Researching climate-relevant processes in the atmosphere is the subject of the research project IAGOS (In-service Aircraft for a Global Observing System). Coordinated by Forschungszentrum Jülich, the project combines the expertise of partners from research, weather forecasting, the aviation industry, and airlines in order to establish a unique instrument for global Earth observation.

The EU-funded Human Brain Project focuses on researching the human brain in order to better understand its complexity and recreate its functionality on a computer. This is relevant not only for the understanding of and treatment options for brain diseases but the new insights may also provide new impulses for information technology.

International cooperations

The French Commissariat à l’Énergie Atomique et aux Énergies Alternatives and Forschungszentrum Jülich have long-standing connections through a partnership whose roots go back to the Élysée Treaty, signed in 1963, which among other things, stipulated the establishment of joint research programmes. Today’s main focus of cooperation is on supercomputing, structural biology, nuclear safety research, neurosciences, and renewable energy.

At present, the world’s leading centre for research with neutrons is the Institut Laue-Langevin (ILL) with the highest flux reactor and the broadest range of instruments. In cooperation with the CEA, Jülich scientists operate three instruments there and make use of others.

At Oak Ridge National Laboratory (ORNL) in the USA, Forschungszentrum Jülich has a branch office and operates a neutron spectrometer at the spallation neutron source. In October 2014, the existing memorandum of understanding with ORNL was extended by another five years. The aim is to advance existing cooperations in the field of neutron and energy research, as well as to establish closer scientific and technological collaboration. Further important cooperations of Forschungszentrum Jülich are based in China, where it works together with the Chinese Academy of Sciences (CAS) as well as Peking University and Fudan University in Shanghai.
Forschungszentrum Jülich cooperates with the Moscow Institute of Physics and Technology (MIPT) in Russia in the fields of life sciences, soft matter, solid state research, nuclear physics, and environmental research. Energy and climate are also the focus of the cooperation between Forschungszentrum Jülich and the Moscow State Engineering Physics Institute (MEPhI). The cooperations are suspended.

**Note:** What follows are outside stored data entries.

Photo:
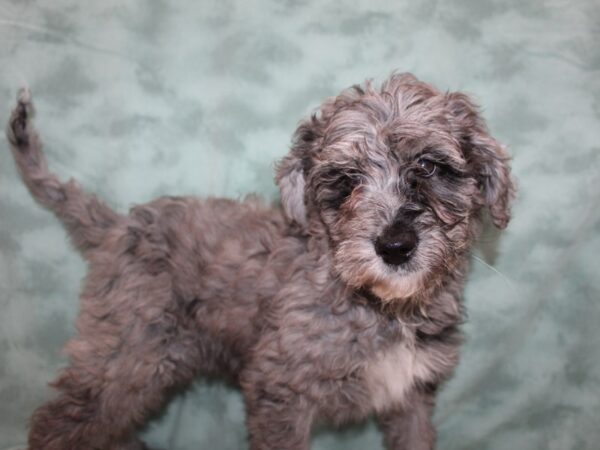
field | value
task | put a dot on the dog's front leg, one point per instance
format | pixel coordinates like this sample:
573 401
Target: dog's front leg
409 427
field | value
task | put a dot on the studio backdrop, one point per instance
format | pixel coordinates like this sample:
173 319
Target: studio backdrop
137 99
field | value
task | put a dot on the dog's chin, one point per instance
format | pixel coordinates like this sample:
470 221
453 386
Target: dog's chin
388 285
399 287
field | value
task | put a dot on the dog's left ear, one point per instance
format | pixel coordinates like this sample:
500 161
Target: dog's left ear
487 158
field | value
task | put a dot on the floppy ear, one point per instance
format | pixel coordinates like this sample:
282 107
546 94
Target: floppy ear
488 160
291 171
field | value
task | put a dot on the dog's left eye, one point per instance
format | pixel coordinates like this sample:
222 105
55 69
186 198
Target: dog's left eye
426 167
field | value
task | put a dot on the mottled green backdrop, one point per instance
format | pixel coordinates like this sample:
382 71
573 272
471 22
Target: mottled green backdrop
142 98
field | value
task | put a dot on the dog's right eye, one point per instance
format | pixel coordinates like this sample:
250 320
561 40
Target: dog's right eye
337 187
426 167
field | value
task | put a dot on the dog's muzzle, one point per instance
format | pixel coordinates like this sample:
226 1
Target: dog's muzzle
397 243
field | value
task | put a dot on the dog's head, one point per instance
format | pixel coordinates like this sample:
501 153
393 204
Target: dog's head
396 178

Forschungszentrum Jülich is also represented in New Delhi, India: the India Office brings together all of the activities pursued in India by individual Jülich institutes, and its permanent presence locally facilitates the establishment of long-term cooperations with partners from science, research, and industry and lends support in acquiring excellent young scientists.

In Brazil, the close cooperation with EMBRAPA – the organization coordinating Brazilian agricultural research – led to the foundation of an external EMBRAPA laboratory in Jülich (Labex); conversely, Forschungszentrum Jülich has established a branch office of the Institute of Bio- and Geosciences – Plant Research (IBG-2) in Brazil.

Industry

Forschungszentrum Jülich works together with a multitude of companies to develop unique devices and methods which are themselves utilized in research. Among them are supercomputers, the electron microscope PICO, and the 9.4 tesla MR PET hybrid scanner for brain research. Companies are also partners in technology transfer – when the emphasis is on transferring scientific findings from Jülich to broad applications.

IBM, for example, and Forschungszentrum Jülich share a long-standing partnership in the field of supercomputing, spanning the development and installation of several computer generations. Since 2012, together with NVIDIA, Forschungszentrum Jülich has been running the NVIDIA Application Lab, with similar objectives. Siemens Medical Solutions is a long-standing partner in the development of specialized instruments and imaging techniques for brain research – to mention just a few.